No problem. I’ll just wait until he goes back inside or moves on. But with Bellasar and Potter away, the guard wasn’t in a hurry. Indeed, after finally finishing the cigarette, then stubbing it out with his boot, the guard continued to remain where he was. Only when the door opened and another man came out, this one wearing a knee-length white coat, did the guard assume a professional stance, as if he’d been standing at attention, watching the door.
The second man, tall, with dark hair, blocky features, and a husky build, wasn’t anyone Malone had seen before. With help from the hallway light spilling from the open door, Malone studied him, trying to memorize his broad lips, thick eyebrows, and square face. There was little time. The white-coated man pointed toward the crushed cigarette at the guard’s feet and said something curt, with the immediate result that the guard came to greater attention. A further disapproving remark caused the guard to follow the man back into the building. The door banged shut, blocking the interior light. But there was still ample illumination from the security lights in the area, and Malone took a long, careful time to watch for other guards before he reconsidered approaching the basement windows.
Why had the man been wearing a knee-length white coat? he wondered.
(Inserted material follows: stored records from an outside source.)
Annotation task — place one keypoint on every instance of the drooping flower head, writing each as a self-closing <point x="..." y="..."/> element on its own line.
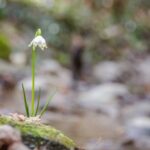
<point x="38" y="41"/>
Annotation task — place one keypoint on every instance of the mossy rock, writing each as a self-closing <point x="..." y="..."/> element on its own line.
<point x="39" y="135"/>
<point x="5" y="48"/>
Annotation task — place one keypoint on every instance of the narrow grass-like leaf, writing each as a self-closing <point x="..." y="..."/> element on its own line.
<point x="25" y="101"/>
<point x="46" y="105"/>
<point x="38" y="102"/>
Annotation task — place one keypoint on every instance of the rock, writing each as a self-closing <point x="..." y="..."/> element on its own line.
<point x="138" y="127"/>
<point x="102" y="145"/>
<point x="18" y="58"/>
<point x="107" y="71"/>
<point x="103" y="97"/>
<point x="11" y="138"/>
<point x="38" y="135"/>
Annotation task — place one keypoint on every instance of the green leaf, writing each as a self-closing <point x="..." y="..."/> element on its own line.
<point x="38" y="102"/>
<point x="46" y="105"/>
<point x="25" y="101"/>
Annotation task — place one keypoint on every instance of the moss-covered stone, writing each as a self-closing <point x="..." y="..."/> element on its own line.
<point x="35" y="134"/>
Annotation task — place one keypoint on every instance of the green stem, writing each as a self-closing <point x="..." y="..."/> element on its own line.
<point x="33" y="80"/>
It looked like the kind of coat a doctor would wear in a hospital. Or a technician in a laboratory. What was behind those basement windows? Ignoring a metal band that seemed to tighten around his chest, he stayed low and darted toward shrubs at the side of the Cloister. No sooner had he disappeared behind one than boot steps rounded a corner, passing close enough to Malone for him to hear a scrape of metal against metal, perhaps from a rifle against an equipment belt.
Other sounds attracted Malone’s attention – muffled voices, the rasp of what sounded like wood against stone. Wary, he peered through a window, staying to the side so he wouldn’t be seen. Not that it did him any good – the illumination through the glass was filtered by a blind. The voices seemed to come from farther along, however, and when he crawled to the next window, reaching the cover of another shrub, he discovered that instead of a blind, this window had an inside shutter, the slats of which had not been completely closed.
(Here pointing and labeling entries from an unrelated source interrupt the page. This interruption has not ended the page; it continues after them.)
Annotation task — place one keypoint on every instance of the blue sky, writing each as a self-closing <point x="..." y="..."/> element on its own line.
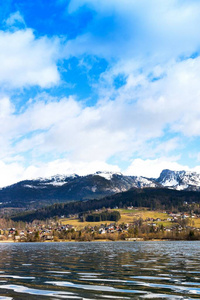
<point x="98" y="85"/>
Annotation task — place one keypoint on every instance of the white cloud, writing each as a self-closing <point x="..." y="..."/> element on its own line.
<point x="15" y="19"/>
<point x="152" y="168"/>
<point x="15" y="172"/>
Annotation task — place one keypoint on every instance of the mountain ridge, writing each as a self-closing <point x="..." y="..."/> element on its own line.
<point x="31" y="194"/>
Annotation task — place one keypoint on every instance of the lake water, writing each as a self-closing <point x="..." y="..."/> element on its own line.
<point x="110" y="270"/>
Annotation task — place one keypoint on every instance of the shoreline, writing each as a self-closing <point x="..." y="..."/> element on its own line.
<point x="97" y="241"/>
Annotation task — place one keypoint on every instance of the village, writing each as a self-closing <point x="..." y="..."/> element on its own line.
<point x="166" y="226"/>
He was able to see part of a room – segments of a stone floor, tables, cabinets, laboratory instruments, computers, and various electronic devices. Two large appliances against the far wall looked like an industrial-grade freezer and refrigerator. The voices became more distinct as the guard and the white-coated man stepped into view. The man spoke what sounded like Russian, which the guard didn’t seem to understand and Malone certainly didn’t, but the gist was clear – the man wanted the guard to open a wooden crate.
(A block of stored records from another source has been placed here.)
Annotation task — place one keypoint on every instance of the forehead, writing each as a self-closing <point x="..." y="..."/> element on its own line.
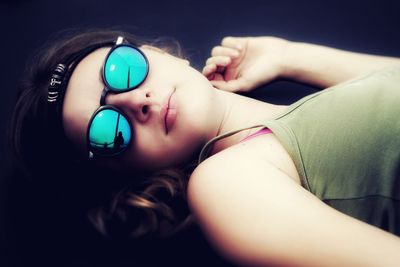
<point x="84" y="90"/>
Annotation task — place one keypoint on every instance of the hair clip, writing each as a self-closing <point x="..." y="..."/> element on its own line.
<point x="56" y="80"/>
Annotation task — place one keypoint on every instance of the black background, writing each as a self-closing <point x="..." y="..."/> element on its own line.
<point x="27" y="236"/>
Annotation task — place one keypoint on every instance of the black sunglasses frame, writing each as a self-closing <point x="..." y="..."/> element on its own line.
<point x="92" y="153"/>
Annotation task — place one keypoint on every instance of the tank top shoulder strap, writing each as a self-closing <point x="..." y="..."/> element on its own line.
<point x="206" y="148"/>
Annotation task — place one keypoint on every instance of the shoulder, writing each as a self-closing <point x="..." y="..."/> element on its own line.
<point x="235" y="200"/>
<point x="255" y="214"/>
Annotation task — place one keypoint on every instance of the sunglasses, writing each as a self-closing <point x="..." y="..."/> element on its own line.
<point x="109" y="131"/>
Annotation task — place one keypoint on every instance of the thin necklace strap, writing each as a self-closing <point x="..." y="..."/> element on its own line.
<point x="206" y="149"/>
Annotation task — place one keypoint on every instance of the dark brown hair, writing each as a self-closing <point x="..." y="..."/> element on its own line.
<point x="147" y="204"/>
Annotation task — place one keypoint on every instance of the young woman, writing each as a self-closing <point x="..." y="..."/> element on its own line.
<point x="315" y="183"/>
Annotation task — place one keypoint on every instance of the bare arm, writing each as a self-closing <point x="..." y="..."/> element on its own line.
<point x="264" y="218"/>
<point x="324" y="66"/>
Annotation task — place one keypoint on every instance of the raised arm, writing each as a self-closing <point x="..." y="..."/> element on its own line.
<point x="241" y="64"/>
<point x="325" y="66"/>
<point x="255" y="215"/>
Nails screeched as a crowbar pried them free. When the guard rammed so hard that a board shattered, Malone heard another voice cry out in protest. A third man stepped into view. He, too, wore a knee-length white coat. He gestured in alarm, speaking in agitated Russian, the frantic point of which was obvious: Be careful. Malone had seen those gestures before. In fact, he had seen this man before, the same balding, stoop-shouldered man he had watched get out of the helicopter the first morning he had been on the estate. The man had been dismayed by the rough way Bellasar’s men had handled the crates he had brought, just as he was dismayed now.